Seja como for, tais situações estão despidas de legalidade já que manifestam, muito mais a má intenção do superior que qualquer idéia de correção disciplinar. O que está por trás deste comportamento é a vaidade de se impor pela força e submeter o empregado como se fosse uma posse do chefe. A covardia se dá pelo fato daquele ser a parte frágil da relação em detrimento do outro que goza de certas prerrogativas.
Mas, de onde emerge esta cultura do castigo nas relações laborais? Ora, no Brasil, a resposta é fácil já que fomos uma nação escravista (herança portuguesa) que devastou a vida de milhões de homens, mulheres, crianças, famílias inteiras, cujo meio de controle era a crueldade, se impor pelo medo. E isso se enraizou no inconsciente coletivo, tanto que até hoje vemos pessoas que se submetem e aceitam o arbítrio e o abuso sem questionar e o que é pior, ainda o apóia. Há um ditado que ilustra bem isso: “manda quem pode, obedece quem tem juízo”. Perceba que esta frase está inundada de um pensamento machista/ paternalista que marca a história dos sistemas de organização de produção e do mundo.
Nestes sistemas, o empregado é um devedor e o patrão um benfeitor que merece gratidão, procurando descaracterizar as relações contratuais de trabalho. O chefe deve ser visto como uma figura de autoridade que deve ser reverenciada e temida e sua palavra é a lei. Questioná-lo é visto como ato de extrema insubordinação que deverá ser punido exemplarmente. Mas, você pensa que em pleno século XXI isso acabou, não é? Falando em Portugal, dê uma olhada no Blog do Artur Costa, de Lisboa e conclua, por si só, como a coisa é global, aliás, efeito da globalização e de políticas neoliberais que se disseminam a décadas pelo mundo.
E, no fim das contas, só estamos vendo o lado negativo do chefe e de fato, como fica a empresa que assume o risco pelo negócio e, portanto, não poderia deixar que suas instalações e dinheiro investido ficasse à mercê de anarquistas e visse escoar ralo abaixo todo um projeto? Ora, o ordenamento oferece uma solução legítima pra isso. Acontece que aí perde a graça a brincadeira, né? Veja que, de acordo com a legislação cogente, o que é permitido no que diz respeito ao disciplinamento dos comportamentos, está plenamente difinido, inclusive, respeitando os chamados direitos personalíssimos, mas quando a pessoa está mal intencionada, ou de má-fé, não quererá saber do que pode ou não pode, ela se achará acima do bem e do mal e partirá para o abuso e o arbítrio. Como também, tais relações, são de base contratual, ou seja, as partes acordam e se obrigam, entre si, o castigador conta com a inércia daquele que foi lesado em não acioná-lo juridicamente, o que é perfeitamente aceito em nosso código civil, já que ninguém é obrigado a exigir que seu direito seja cumprido, ou, seja, se o Estado juiz não for provocado, também não tomará conhecimento. E o Direito não ampara ao que dorme.

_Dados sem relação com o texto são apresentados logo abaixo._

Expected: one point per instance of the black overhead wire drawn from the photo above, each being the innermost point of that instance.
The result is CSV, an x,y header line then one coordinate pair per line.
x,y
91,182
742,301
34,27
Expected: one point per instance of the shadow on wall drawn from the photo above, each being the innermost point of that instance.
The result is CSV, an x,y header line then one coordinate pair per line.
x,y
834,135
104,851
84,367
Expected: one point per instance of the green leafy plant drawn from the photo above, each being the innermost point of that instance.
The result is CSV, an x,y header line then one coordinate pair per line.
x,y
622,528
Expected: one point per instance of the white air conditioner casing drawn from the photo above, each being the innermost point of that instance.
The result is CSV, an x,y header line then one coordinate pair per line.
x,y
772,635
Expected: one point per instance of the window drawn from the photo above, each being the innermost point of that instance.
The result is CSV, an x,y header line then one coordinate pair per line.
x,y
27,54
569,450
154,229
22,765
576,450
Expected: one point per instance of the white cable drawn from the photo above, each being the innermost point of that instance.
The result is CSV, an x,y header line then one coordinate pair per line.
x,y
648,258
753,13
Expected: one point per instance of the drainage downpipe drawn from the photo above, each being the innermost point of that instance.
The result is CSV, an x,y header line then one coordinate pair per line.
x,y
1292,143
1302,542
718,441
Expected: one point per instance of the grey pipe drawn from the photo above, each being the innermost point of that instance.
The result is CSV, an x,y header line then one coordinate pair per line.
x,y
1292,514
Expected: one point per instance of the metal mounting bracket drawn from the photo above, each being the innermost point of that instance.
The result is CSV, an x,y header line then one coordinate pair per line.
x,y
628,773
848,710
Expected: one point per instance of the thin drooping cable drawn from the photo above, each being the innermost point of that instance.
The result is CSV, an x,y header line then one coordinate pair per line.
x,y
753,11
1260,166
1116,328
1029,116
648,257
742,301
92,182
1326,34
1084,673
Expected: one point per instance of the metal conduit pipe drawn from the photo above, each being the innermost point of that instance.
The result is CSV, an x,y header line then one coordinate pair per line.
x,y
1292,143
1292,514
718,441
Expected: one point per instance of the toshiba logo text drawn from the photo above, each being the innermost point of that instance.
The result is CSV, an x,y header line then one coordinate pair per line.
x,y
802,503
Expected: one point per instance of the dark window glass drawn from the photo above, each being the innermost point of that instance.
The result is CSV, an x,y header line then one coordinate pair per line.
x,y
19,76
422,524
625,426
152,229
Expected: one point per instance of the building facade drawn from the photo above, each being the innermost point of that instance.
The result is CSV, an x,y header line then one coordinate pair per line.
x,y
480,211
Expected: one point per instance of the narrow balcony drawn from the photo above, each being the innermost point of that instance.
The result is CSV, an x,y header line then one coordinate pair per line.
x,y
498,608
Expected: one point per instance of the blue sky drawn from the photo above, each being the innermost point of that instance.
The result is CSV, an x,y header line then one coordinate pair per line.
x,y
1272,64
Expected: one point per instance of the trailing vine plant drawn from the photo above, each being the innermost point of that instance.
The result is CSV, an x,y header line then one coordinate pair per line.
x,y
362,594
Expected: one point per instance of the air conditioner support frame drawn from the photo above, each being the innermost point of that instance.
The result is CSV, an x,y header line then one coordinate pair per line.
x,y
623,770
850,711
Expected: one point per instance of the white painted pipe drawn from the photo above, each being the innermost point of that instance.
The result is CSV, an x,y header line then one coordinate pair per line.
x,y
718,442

Concluímos, então, que o chamado “castiguinho” está fora da categoria que ampara o poder diretivo das empresas em corrigir e disciplinar o comportamento de seus empregados. Logo, estes não deveriam aceitar tais arbítrios de seus superiores e, evidentemente, fazer as denúncias cabíveis nos órgãos competentes, sem prejuízo de suas respectivas ações. O equilíbrio deve haver para ambas as partes e o que fugir disso deve ser considerado excesso e inaceitável.